The transformation of Texas from a one-party state, which began with the election of Republican John G. Tower to the U.S. Senate in 1961, appears to have reached the pivotal stage of parity this year.
For the first time in the 20th century, as many Texans identify with the GOP as with the Democrats, according to a poll conducted this month by the University of Houston Center for Public Policy. In the poll, 34 percent of the respondents said they were Democrats, 33 percent called themselves Republicans and 33 percent were independent.
Voters in Texas, as in most of the South and Southwest, have been turning toward the Republican Party gradually over the past three decades as the Sun Belt has become more suburban.
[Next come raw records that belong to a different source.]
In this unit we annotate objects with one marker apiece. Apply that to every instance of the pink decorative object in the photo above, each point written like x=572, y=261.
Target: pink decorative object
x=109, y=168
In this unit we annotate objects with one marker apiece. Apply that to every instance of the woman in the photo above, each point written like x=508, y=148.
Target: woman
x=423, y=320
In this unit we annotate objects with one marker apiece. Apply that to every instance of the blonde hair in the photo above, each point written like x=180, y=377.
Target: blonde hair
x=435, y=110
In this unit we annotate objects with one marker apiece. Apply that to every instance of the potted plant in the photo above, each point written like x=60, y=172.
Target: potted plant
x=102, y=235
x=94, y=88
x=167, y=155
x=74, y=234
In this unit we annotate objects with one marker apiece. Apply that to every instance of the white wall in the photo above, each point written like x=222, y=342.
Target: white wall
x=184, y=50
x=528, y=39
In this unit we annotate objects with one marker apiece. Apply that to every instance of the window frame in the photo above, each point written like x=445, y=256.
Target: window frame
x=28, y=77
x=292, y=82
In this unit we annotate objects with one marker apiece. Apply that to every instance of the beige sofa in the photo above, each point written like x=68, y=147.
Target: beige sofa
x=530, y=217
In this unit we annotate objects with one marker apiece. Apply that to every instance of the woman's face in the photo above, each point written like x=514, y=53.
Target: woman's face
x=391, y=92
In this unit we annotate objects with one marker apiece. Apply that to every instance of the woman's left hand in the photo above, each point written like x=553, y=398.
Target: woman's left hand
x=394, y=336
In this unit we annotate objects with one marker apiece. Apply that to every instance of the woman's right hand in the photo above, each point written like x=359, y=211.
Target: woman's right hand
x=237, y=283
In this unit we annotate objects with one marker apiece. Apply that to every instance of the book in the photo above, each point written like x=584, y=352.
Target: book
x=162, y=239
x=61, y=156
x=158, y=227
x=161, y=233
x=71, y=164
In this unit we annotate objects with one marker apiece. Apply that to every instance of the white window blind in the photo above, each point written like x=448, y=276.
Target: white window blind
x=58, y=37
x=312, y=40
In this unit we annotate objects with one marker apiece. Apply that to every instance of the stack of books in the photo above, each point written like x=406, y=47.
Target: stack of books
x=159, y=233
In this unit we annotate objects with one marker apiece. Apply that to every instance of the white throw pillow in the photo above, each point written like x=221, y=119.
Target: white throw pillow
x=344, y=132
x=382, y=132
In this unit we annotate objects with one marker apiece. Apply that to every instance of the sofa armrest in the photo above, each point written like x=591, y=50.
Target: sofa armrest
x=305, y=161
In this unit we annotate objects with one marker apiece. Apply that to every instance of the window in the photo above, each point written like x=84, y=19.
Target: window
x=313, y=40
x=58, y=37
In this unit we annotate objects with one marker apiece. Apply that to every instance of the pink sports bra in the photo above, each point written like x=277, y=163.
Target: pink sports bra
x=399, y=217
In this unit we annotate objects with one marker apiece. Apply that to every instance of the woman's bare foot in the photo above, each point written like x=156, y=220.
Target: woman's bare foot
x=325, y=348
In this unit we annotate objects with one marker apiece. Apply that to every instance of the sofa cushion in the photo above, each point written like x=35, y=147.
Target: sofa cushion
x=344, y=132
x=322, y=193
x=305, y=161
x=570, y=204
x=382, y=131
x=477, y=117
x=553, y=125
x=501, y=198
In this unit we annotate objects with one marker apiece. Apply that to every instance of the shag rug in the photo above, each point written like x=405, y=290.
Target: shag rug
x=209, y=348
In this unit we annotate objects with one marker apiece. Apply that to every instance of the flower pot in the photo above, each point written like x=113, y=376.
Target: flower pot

But even as late as 1978, when Bill Clements became the first Republican governor of Texas since Reconstruction, polls indicated that 48 percent of the voters were Democrats and only 14 percent Republicans.
That is just another bit of tough news for Hugh Parmer, the Democratic state senator who is struggling in his underdog effort to unseat Sen. Phil Gramm (R). With Gramm leading by 2 to 1 in the polls, Parmer last week went on the offensive, linking the incumbent to the sticky savings and loan issue. Parmer, following the lead of a Houston Chronicle investigation of Gramm, said that Gramm had received at least $220,000 from the S&L industry.
"Our numbers suggest that Senator Gramm is the No. 1 recipient of savings and loan money in the United States," said Parmer, who earlier this year made a point of returning a contribution from a donor who had been convicted in a thrift fraud case.
Gramm aide Larry Neal called Parmer's charge "the last gasp of a dying campaign."